I wonder what the actual impact of GPS is on the battery, especially if you consider that without builtin GPS you need to enable wifi/bluetooth for the smartphone connection and that will also use some power.
I never really tested this, apart from noticing that even if I accidentally leave the camera in GPS mode 1, it will drain the battery only very slowly. Maybe it loses 5% per day, but even if it were 10%, I'd happily take that. All of my DSLRs (7DII, 6DII, 5DIV) almost always survive the day on a single battery, no matter what I do with them. So with the more power-hungry mirrorless cameras I'd probably need two batteries per day most of the time, but that should then also leave enough power for GPS, I'd hope.
That sounds like a better explanation to me. But compared to the DSLRs, the mirrorless cameras got smaller (maybe sometimes even too small, at least for my hands), so perhaps they could sacrifice some of that to properly integrate GPS again? If they do not want to do that everywhere, then at least in one of their bodies (maybe the R5?), so that they can still offer something that is as small as possible (R8, maybe R6) and something that is a bit larger (and more expensive) but also more capable.

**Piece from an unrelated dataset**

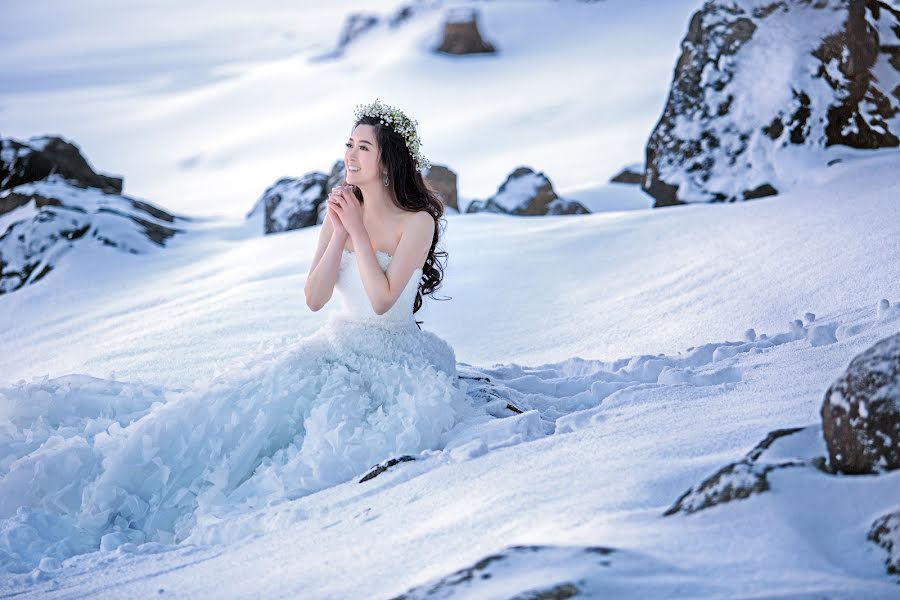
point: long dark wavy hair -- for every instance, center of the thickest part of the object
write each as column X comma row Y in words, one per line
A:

I briefly considered buying the R3, since it is not that much heavier than my 5DIV (about 200g), but the integrated battery grip makes it too cumbersome to carry my usual way (capture clip on the hip belt of my backpack, or within the backpack behind a side access door, for which it might be bit too large (which is then also a problem with external solutions like the GP-E2)).

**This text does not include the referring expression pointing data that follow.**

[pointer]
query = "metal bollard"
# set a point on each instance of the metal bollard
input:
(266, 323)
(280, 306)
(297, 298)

This is what I did before buying my first 7DII. But it has all the drawbacks of any "second device" solution, and now you also need synchronized clocks or the points will not be accurate. My GPS logger back then had a small display, so I could take a photo of its clock to calculate the offset, but I was so happy when I didn't need to do that anymore with the 7DII, I don't want to go back to that.
External loggers cost around 100-200€. But for the comfort of built-in GPS I'd also pay 500€.

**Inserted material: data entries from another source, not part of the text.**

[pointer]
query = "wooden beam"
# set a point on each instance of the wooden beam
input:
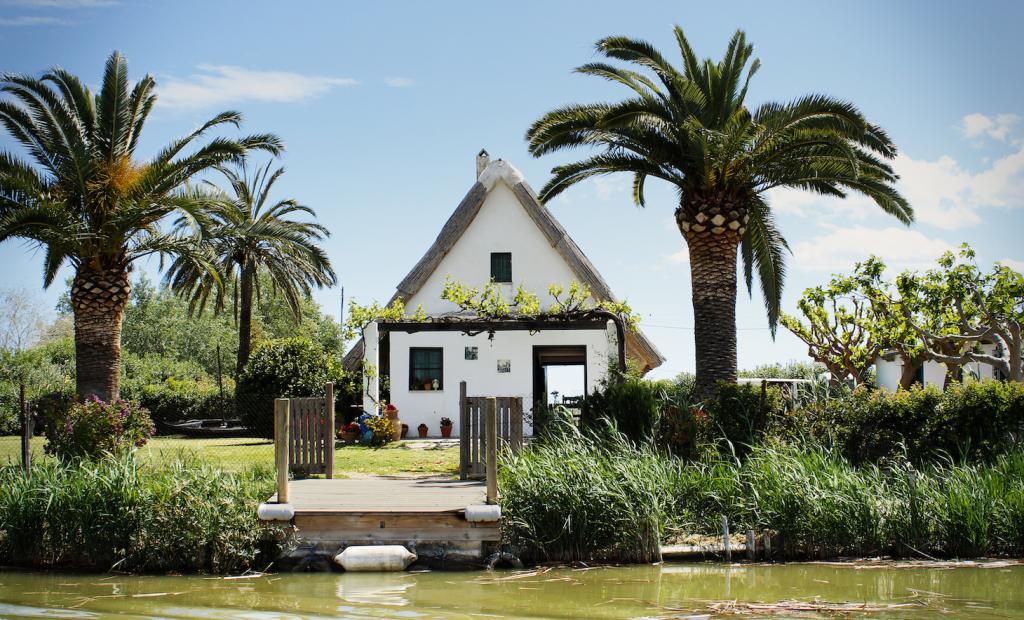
(492, 468)
(281, 424)
(329, 432)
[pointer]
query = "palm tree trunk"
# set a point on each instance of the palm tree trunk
(713, 277)
(245, 318)
(98, 298)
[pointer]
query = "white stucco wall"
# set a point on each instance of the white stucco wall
(888, 372)
(501, 225)
(481, 375)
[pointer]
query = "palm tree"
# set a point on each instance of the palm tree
(690, 127)
(249, 236)
(85, 199)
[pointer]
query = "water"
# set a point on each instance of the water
(646, 591)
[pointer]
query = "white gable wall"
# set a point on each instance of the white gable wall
(501, 225)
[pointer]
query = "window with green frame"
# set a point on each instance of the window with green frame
(426, 367)
(501, 266)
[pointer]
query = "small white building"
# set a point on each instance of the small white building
(889, 369)
(499, 232)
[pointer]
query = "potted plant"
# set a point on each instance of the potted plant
(349, 432)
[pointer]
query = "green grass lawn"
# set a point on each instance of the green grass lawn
(241, 453)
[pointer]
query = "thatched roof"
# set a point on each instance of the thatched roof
(638, 347)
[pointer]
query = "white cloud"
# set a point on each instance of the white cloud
(221, 84)
(30, 21)
(996, 127)
(839, 249)
(399, 82)
(942, 193)
(1017, 265)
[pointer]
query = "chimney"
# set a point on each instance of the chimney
(482, 159)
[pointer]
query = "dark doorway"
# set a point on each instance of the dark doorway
(570, 362)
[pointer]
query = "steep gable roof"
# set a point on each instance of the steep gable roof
(637, 344)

Great, I'd be interested to read that
What battery improvements do you think are necessary? Perhaps they just need some more modern (GPS) technology: I bought a cheap (~100€) smartwatch this year. The whole thing just weighs 30g and has a 270mAh battery (so around 1Wh, assuming this is some standard ~3,8V battery). It can record GPS tracks for more than 20h using less than 10% of the LP-E6's capacity. Why should it take a camera more than that to geotag some photos?